- What drives people to wake up every morning and go to work? With labor markets turning from loose to (extremely) tight, we decided to check the pulse of workers in France, Germany, Italy, the UK and the US. In April, we interviewed 1,000 people in each country to find out about their attitudes to work and how they value their jobs. Our results show that for most respondents the “classic” criteria take priority: security (54.7%), pay (48.7%) and work-life balance (45.4%). Only 15.8% of respondents said that a “sense of purpose” played a role in how they value a job. Generational differences are hardly significant in these answers.
TGIF? Allianz Survey on Job Attitudes
Allianz Survey on Job Attitudes
- Sustainability issues do matter when it comes to picking an employer. Just over 47% of respondents say they consider sustainability criteria when selecting an employer. Only a small minority (8.8%) said they were unimportant. Italian respondents are most concerned (68.9%), with American respondents far behind in second place (48.5%); British respondents pay least attention to sustainability (38.2%).
- Our results suggest that employees’ attitudes to work fall under three broad categories. To better gauge the changing nature of job attitudes, we built three personas based on the answers to direct questions about respondents’ decisions in certain work situations: 1) “rationalists” (mainly working for money), 2) “realists” (looking for the meaning of work but not at all costs) and 3) “idealists” (who view work as a way to make the world a better place and improve themselves along the way). The majority of respondents belong to the “realists” category (45.3%). However, almost as many (40.7%) belong to the “rationalists” category. In contrast, only a small proportion (14.0%) can be classified as “idealists”. Age makes a big difference: While 21% of Gen-Z respondents can be counted as “idealists”, the corresponding proportion among Boomers is only 7%. The other generations fall exactly between these poles. But in all generations – including Gen-Z – “rationalists” are more numerous than “idealists” ones.

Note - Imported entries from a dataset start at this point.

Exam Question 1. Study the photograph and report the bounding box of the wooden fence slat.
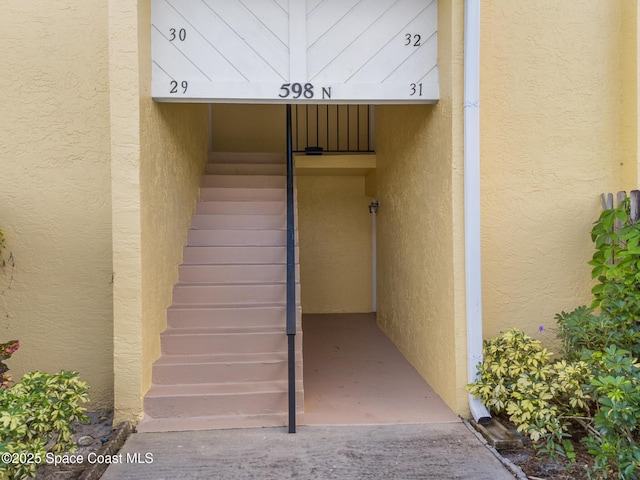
[630,190,640,225]
[615,191,627,232]
[607,192,614,210]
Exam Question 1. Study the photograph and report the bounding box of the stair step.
[178,264,299,283]
[200,187,286,202]
[167,304,301,329]
[146,151,303,430]
[186,229,293,247]
[144,381,303,418]
[208,152,285,164]
[160,329,302,355]
[191,214,286,230]
[202,175,286,189]
[136,413,290,432]
[183,246,299,264]
[152,353,302,384]
[196,201,286,215]
[172,283,301,305]
[206,163,286,176]
[154,351,296,365]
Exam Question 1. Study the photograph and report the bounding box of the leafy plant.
[556,306,640,359]
[468,329,591,448]
[589,197,640,320]
[0,371,89,479]
[577,346,640,479]
[0,341,19,389]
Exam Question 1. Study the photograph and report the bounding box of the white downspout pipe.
[464,0,491,425]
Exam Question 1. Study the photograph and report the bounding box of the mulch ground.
[33,410,130,480]
[497,418,597,480]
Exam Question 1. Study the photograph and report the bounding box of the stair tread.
[202,174,284,179]
[200,186,287,191]
[174,281,291,287]
[198,200,286,205]
[188,227,288,231]
[192,214,287,219]
[168,303,300,309]
[136,413,289,433]
[168,303,301,311]
[208,152,286,164]
[146,380,303,396]
[154,352,290,365]
[162,326,285,335]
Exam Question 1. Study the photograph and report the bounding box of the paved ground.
[100,423,516,480]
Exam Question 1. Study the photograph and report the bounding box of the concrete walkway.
[101,423,515,480]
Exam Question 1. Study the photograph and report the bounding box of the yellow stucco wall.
[139,100,209,405]
[375,1,468,415]
[109,0,144,422]
[212,104,285,153]
[480,1,631,348]
[297,175,373,313]
[622,0,639,190]
[110,0,210,424]
[0,2,113,407]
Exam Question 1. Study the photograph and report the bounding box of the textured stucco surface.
[110,0,144,422]
[0,1,113,407]
[621,1,639,190]
[375,1,467,416]
[212,104,285,153]
[480,1,632,348]
[297,175,373,313]
[140,99,209,403]
[110,0,209,423]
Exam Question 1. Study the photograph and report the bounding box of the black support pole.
[285,104,296,434]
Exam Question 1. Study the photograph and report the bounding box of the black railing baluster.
[325,105,329,151]
[285,104,296,434]
[293,104,300,151]
[336,105,340,152]
[357,105,361,152]
[292,104,373,154]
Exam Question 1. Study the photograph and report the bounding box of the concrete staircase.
[138,152,303,432]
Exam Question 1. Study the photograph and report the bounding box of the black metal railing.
[292,105,374,154]
[285,105,296,433]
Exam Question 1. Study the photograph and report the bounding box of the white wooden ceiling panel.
[152,0,438,103]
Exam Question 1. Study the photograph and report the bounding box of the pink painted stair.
[138,152,303,432]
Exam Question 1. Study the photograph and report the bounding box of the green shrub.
[589,197,640,327]
[556,306,640,360]
[0,371,89,480]
[572,346,640,479]
[471,197,640,478]
[468,329,591,446]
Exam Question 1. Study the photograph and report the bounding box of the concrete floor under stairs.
[138,152,303,433]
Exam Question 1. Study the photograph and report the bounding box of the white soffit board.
[151,0,439,103]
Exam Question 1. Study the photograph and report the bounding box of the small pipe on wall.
[369,199,379,312]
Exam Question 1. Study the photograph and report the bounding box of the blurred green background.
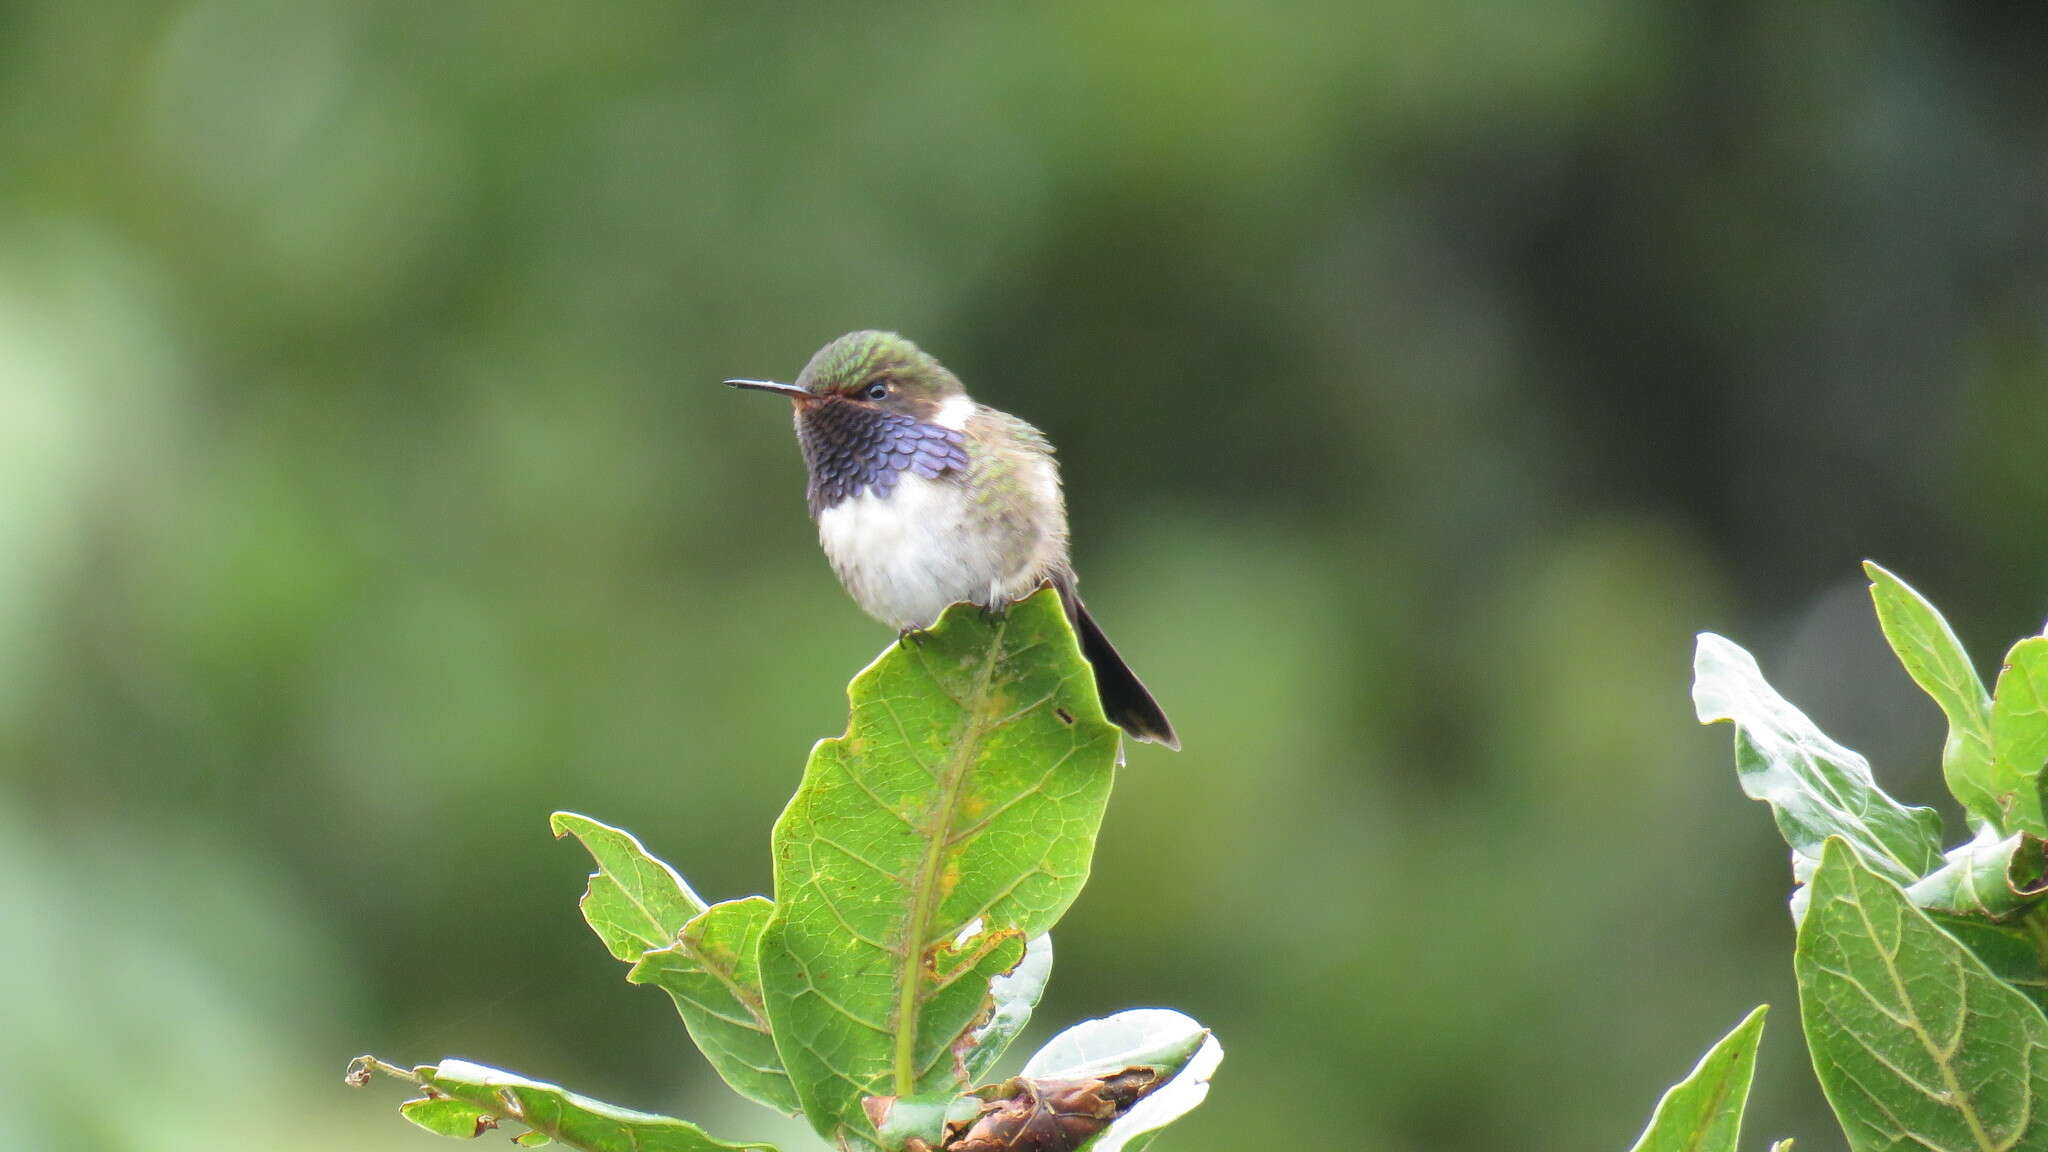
[3,2,2045,1150]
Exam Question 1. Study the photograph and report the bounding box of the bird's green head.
[726,330,966,422]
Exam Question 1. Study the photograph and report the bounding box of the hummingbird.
[726,330,1178,749]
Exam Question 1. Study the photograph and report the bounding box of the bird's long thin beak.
[724,378,811,399]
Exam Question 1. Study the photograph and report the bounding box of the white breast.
[817,474,1009,631]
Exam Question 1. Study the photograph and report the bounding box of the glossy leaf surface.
[1694,633,1943,892]
[1797,839,2048,1152]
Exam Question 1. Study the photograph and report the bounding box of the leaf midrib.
[666,932,775,1036]
[1845,872,2008,1152]
[1679,1071,1736,1152]
[891,615,1009,1095]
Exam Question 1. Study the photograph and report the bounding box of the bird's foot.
[976,602,1010,625]
[896,628,930,649]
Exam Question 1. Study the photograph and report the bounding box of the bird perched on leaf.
[726,330,1177,750]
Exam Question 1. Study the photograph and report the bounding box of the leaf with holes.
[1797,838,2048,1152]
[1865,562,2001,831]
[1623,1005,1770,1152]
[756,588,1120,1150]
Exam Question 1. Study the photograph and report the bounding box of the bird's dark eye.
[864,382,889,401]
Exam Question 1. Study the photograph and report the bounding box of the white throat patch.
[931,394,975,430]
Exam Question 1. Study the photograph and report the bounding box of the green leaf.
[1622,1005,1767,1152]
[629,896,802,1116]
[1796,838,2048,1152]
[1899,790,2048,1016]
[358,1058,776,1152]
[552,816,798,1115]
[402,1096,497,1139]
[1992,637,2048,837]
[1865,562,2001,830]
[1921,916,2048,1017]
[854,932,1058,1110]
[1693,633,1943,894]
[553,815,798,1114]
[863,1092,983,1152]
[1897,827,2048,1016]
[1017,1009,1222,1152]
[758,589,1120,1149]
[551,812,707,960]
[1905,827,2048,922]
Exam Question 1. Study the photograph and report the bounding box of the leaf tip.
[1726,1003,1769,1048]
[1816,834,1858,871]
[1690,633,1747,725]
[1692,632,1739,664]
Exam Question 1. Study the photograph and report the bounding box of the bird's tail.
[1052,578,1179,750]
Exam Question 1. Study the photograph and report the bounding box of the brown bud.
[943,1069,1163,1152]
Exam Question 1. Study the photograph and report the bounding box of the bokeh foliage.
[3,2,2046,1151]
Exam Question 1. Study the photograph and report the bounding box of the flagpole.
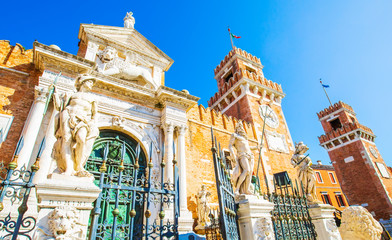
[320,79,333,107]
[228,26,234,49]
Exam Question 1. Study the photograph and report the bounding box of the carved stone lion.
[254,217,274,240]
[96,46,154,88]
[339,206,383,240]
[33,206,85,240]
[48,206,85,240]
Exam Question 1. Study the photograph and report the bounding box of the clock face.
[369,146,378,159]
[259,105,279,129]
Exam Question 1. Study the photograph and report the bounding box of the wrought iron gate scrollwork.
[209,128,240,240]
[0,136,42,240]
[87,131,179,240]
[265,176,317,240]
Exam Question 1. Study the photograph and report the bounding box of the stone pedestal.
[236,194,275,240]
[178,209,194,234]
[33,174,101,239]
[308,203,341,240]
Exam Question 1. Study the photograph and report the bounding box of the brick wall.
[186,104,259,221]
[186,98,297,221]
[0,40,39,164]
[77,40,88,58]
[328,140,392,219]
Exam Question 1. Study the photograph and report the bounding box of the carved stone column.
[236,195,276,240]
[163,123,174,183]
[33,105,58,184]
[17,87,47,169]
[178,125,188,211]
[308,203,341,240]
[177,125,193,234]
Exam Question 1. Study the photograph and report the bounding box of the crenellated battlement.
[0,40,33,68]
[317,101,355,119]
[208,68,283,108]
[318,121,375,145]
[214,47,261,74]
[187,104,257,140]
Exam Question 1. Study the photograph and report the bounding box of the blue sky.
[3,0,392,166]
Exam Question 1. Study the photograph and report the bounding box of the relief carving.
[265,130,288,153]
[96,46,154,89]
[34,206,85,240]
[112,115,125,128]
[254,217,274,240]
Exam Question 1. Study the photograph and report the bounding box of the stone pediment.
[78,24,173,71]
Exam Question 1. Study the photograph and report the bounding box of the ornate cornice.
[33,42,95,73]
[157,86,199,111]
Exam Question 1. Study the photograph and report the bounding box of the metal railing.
[0,136,43,240]
[264,177,317,240]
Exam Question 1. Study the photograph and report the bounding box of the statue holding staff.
[52,74,99,177]
[229,122,258,195]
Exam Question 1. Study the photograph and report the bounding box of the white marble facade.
[14,14,199,238]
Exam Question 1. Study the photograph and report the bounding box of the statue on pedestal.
[195,184,211,229]
[291,142,318,203]
[52,74,99,177]
[229,122,257,195]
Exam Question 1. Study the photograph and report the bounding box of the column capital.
[163,122,175,133]
[177,125,188,135]
[34,87,48,103]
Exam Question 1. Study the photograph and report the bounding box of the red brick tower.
[208,47,296,191]
[208,47,284,123]
[318,101,392,220]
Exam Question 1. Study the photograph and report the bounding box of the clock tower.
[208,47,296,190]
[318,101,392,220]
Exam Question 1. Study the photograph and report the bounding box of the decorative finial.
[124,11,135,29]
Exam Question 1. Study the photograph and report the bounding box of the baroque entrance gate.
[86,131,179,239]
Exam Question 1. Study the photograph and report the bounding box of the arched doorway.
[86,130,147,239]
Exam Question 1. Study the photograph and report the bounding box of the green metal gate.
[210,128,240,240]
[87,130,178,240]
[265,175,317,240]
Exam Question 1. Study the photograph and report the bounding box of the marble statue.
[195,184,211,229]
[291,142,318,203]
[34,206,85,240]
[339,206,383,240]
[52,74,99,177]
[124,11,135,29]
[96,46,154,88]
[229,122,258,195]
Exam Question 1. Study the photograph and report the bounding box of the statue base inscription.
[33,174,101,240]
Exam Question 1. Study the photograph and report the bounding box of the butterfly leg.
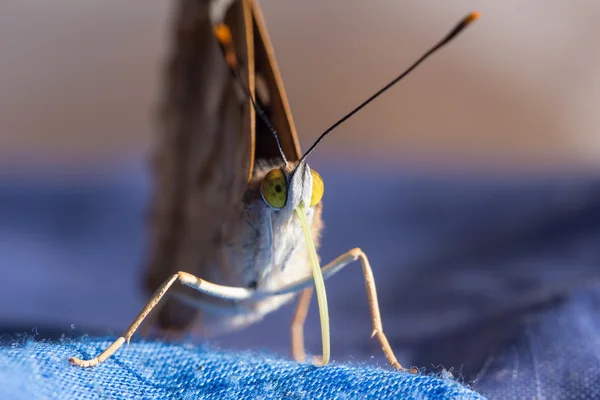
[269,248,415,372]
[290,287,313,363]
[69,271,254,367]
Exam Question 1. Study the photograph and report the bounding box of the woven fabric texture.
[3,164,600,399]
[473,284,600,398]
[0,338,484,399]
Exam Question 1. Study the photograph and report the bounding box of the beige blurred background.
[2,0,600,172]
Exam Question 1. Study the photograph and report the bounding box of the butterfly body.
[159,159,323,337]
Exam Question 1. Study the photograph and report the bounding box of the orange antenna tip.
[467,11,480,24]
[214,23,232,45]
[213,23,237,69]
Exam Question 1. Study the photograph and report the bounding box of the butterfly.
[68,0,478,371]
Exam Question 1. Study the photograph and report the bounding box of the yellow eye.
[310,169,324,207]
[261,168,287,209]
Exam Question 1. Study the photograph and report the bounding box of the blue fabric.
[0,337,484,399]
[472,284,600,398]
[2,160,600,399]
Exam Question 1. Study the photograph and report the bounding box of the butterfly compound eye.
[261,169,287,209]
[310,169,324,207]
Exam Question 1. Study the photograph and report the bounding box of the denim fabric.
[0,338,484,399]
[472,284,600,398]
[2,161,600,399]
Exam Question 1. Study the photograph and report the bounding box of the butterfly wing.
[144,0,252,330]
[143,0,301,332]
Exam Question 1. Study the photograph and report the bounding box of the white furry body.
[168,160,322,337]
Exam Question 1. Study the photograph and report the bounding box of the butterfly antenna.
[299,11,480,163]
[214,24,289,165]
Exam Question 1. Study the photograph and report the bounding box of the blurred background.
[2,1,600,397]
[4,0,600,170]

- When it comes to leaving jobs, stress appears as the top factor, especially in the US and UK. But we find signs that Great Resignation has peaked in the two countries. A total of 13.2% of respondents reported they had quit their job in the past 12 months; the figures were significantly higher among British (16.8%) and American respondents (18.2%) than in France (9.7%), Germany (13.0%) and Italy (8.8%). What all five countries have in common, however, is that quit rates fall linearly with age. At least in the US, however, the wave of quitting seems to have already peaked: The rate of those planning to quit in the next 12 months (15.3% overall) is lower than in the past 12 months. This decline is dramatic among the youngest respondents in particular: their quit rate has fallen by 15pp to 22.5%. For workers who already have or plan to quit their jobs, stress (in total 24.8% for those who have already quit and 21.2% for those who plan to), work-life balance (20.4% and 22.6%, respectively) and career opportunities (22.6% and 28.6%, respectively) were the main motivations across all five countries. However, in France, Germany and Italy, career opportunities tend to dominate – especially in the case of those who plan to quit their jobs. In the UK and above all the US, stress is more prominent.
- It is often assumed that different generations have different world views and values. Our study shows that such sweeping generalizations are delusive. The recent crises have not led millennials and Gen-Z to turn en masse towards other goals in their working lives such as purpose or personal development, because the benefits that previous generations enjoyed have turned out to be illusory. Instead the crises have underscored the value of security and stability, the base levels of “Maslow‘s hierarchy of needs” are still the strongest motivation across generations. For companies, this means that they must “deliver” in this respect; otherwise, all higher ambitions risk coming to nothing.